As per the information & explanation given to us the company is regular in departing undisputed dues.

2.16 Expenditure

All material known liabilities are provided for based on available information & supporting documents. Whenever external evidence for
expenses is not available, proper care for authorization & certification has taken by the management.

2.17 Option of the Board of Directors

In the opinion of the Board of Directors of the Company and to their best of knowledge and belief all the Current Assets and Loans and
Advances have a value on realization in the ordinary course of business at least equal to the amount at which they are stated in the Balance
Sheet.

2.18 Taxation

Current income tax expense comprises taxes on income from operations in India and in foreign jurisdictions. Income taxpayable in India is
determined in accordance with the provisions of the Income Tax Act, 1961. Tax expense relating to foreign operations is determined in
accordance with tax laws applicable in countries where such operations are domiciled.

Minimum Alternative Tax (MAT) paid in accordance with the tax laws in India, which gives rise to future economic benefits in the form of
adjustment of future income tax liability, is considered as an asset if there is convincing evidence that the Company will pay normal income tax
after the tax holiday period. Accordingly, MAT is recognised as an asset in the balance sheet when the asset can be measured reliably and it is
probable that the future economic benefit associated with it will

Deferred tax expense or benefit is recognised on timing differences being the difference between taxable income and accounting income that
originate in one period and is likely to reverse in one or more subsequent periods. Deferred tax assets and liabilities are measured using the tax
rates and tax laws that have been enacted or substantively enacted by the balance sheet date.

Advance taxes and provisions for current income taxes are presented in the balance sheet after off-setting advance tax paid and income tax
provision arising in the same tax jurisdiction for relevant tax paying units and where the Company is able to and intends to settle the asset and
liability on a net basis.

The Company offsets deferred tax assets and deferred tax liabilities if it has a legally enforceable right and these relate to taxes on income
levied by the same governing taxation laws.

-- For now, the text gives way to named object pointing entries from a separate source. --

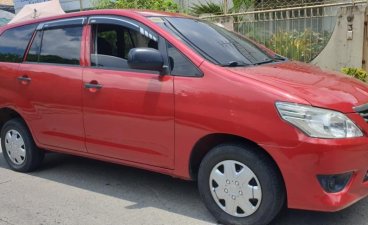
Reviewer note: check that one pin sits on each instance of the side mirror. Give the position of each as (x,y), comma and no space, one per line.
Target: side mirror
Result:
(146,59)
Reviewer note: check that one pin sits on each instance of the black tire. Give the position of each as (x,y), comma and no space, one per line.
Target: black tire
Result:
(33,155)
(273,191)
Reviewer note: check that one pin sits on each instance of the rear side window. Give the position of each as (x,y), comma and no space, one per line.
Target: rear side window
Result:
(14,42)
(57,46)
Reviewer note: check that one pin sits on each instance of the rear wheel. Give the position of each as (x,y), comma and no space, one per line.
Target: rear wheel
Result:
(18,147)
(241,186)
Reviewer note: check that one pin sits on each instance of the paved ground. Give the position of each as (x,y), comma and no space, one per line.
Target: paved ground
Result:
(70,190)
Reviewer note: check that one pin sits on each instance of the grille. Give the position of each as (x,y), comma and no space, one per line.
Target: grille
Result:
(363,111)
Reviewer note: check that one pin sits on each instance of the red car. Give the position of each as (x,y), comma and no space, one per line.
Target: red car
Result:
(187,98)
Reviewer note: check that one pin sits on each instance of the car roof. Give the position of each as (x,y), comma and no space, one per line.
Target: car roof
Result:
(119,12)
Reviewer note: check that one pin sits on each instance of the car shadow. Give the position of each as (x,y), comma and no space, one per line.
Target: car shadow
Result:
(147,189)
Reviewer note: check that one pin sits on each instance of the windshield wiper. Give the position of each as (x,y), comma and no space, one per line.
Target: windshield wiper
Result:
(234,64)
(265,62)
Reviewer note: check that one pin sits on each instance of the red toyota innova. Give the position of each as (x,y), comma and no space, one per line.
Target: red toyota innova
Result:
(187,98)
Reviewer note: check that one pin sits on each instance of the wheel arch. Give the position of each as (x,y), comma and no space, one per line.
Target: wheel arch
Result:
(7,113)
(207,143)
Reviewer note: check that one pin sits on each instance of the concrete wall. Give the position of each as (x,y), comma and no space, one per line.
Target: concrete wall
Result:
(345,49)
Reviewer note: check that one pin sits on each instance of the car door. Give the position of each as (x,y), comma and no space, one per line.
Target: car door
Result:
(128,114)
(51,84)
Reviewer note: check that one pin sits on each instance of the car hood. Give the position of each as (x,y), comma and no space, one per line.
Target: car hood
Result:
(319,87)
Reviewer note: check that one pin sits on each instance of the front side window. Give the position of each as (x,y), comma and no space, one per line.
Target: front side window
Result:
(14,42)
(213,42)
(112,43)
(57,46)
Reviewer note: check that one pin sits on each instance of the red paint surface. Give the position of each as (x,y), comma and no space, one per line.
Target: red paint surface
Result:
(152,122)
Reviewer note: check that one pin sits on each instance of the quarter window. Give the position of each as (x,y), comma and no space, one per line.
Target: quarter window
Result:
(61,46)
(180,65)
(14,42)
(57,46)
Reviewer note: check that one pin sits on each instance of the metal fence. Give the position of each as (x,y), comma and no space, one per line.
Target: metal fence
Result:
(299,32)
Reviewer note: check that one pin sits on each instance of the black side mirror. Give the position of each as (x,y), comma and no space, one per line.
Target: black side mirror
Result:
(146,59)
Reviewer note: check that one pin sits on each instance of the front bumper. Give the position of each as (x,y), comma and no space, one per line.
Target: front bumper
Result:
(301,165)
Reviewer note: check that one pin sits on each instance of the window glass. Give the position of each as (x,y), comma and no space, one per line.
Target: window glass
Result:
(34,51)
(180,65)
(112,43)
(14,42)
(61,46)
(225,48)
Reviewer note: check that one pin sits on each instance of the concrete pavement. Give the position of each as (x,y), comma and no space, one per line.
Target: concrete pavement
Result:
(75,191)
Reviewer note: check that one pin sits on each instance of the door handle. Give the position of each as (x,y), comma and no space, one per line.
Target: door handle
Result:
(24,79)
(93,86)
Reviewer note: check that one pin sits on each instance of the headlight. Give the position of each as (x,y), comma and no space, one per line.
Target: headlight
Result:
(318,123)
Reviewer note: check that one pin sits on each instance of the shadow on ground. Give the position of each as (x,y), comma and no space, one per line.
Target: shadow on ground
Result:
(148,189)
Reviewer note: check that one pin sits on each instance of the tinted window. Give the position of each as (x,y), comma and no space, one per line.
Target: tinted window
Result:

The Company has opted for taxation under Section 115BAA of the Income-tax Act, 1961. Accordingly, the Company recognizes its current tax
and deferred tax liabilities based on the reduced corporate tax rate specified under Section 115BAA, while adhering to the provisions and
conditions prescribed therein.

2.19 Earnings per Share

Basic and Diluted Earning per Share are computed in accordance with AS 20-Earning Per Share. Basic earnings per Equity Share is computed by
dividing net profit after tax by the weighted average number of Equity Shares outstanding during the year. The Diluted Earning per Share i
computed using the weighted average number of Equity Shares and Diluted Potential Equity Shares outstanding during the year.

2.20 The Balances of Sundry Debtors

Trade receivables represent amounts due from customers for services rendered in the ordinary course of business. They are recognized at the
transaction price agreed upon in the service contract, which represents their fair value at initial recognition. Receivables are written off when
there is no reasonable expectation of recovery, such as when a customer is declared insolvent or efforts to recover are exhausted.

2.21 The Balances of Sundry Creditors

Trade payables represent obligations to pay for goods or services acquired in the ordinary course of business. They are initially recognized at
transaction price. Trade payables are settled in accordance with agreed credit terms. Any variations in settlement, such as early payment
discounts or late payment charges, are recognized in the period they arise. Trade payables are classified basis the Schedule III Division I ofThe
Companies Act, 2013

The amount due to Micro, small and medium enterprise in the "Micro, small and medium Enterprise Development Act,2006"(MSMED)has been
determined to the extent such parties have been identified on the basis of information available with the company.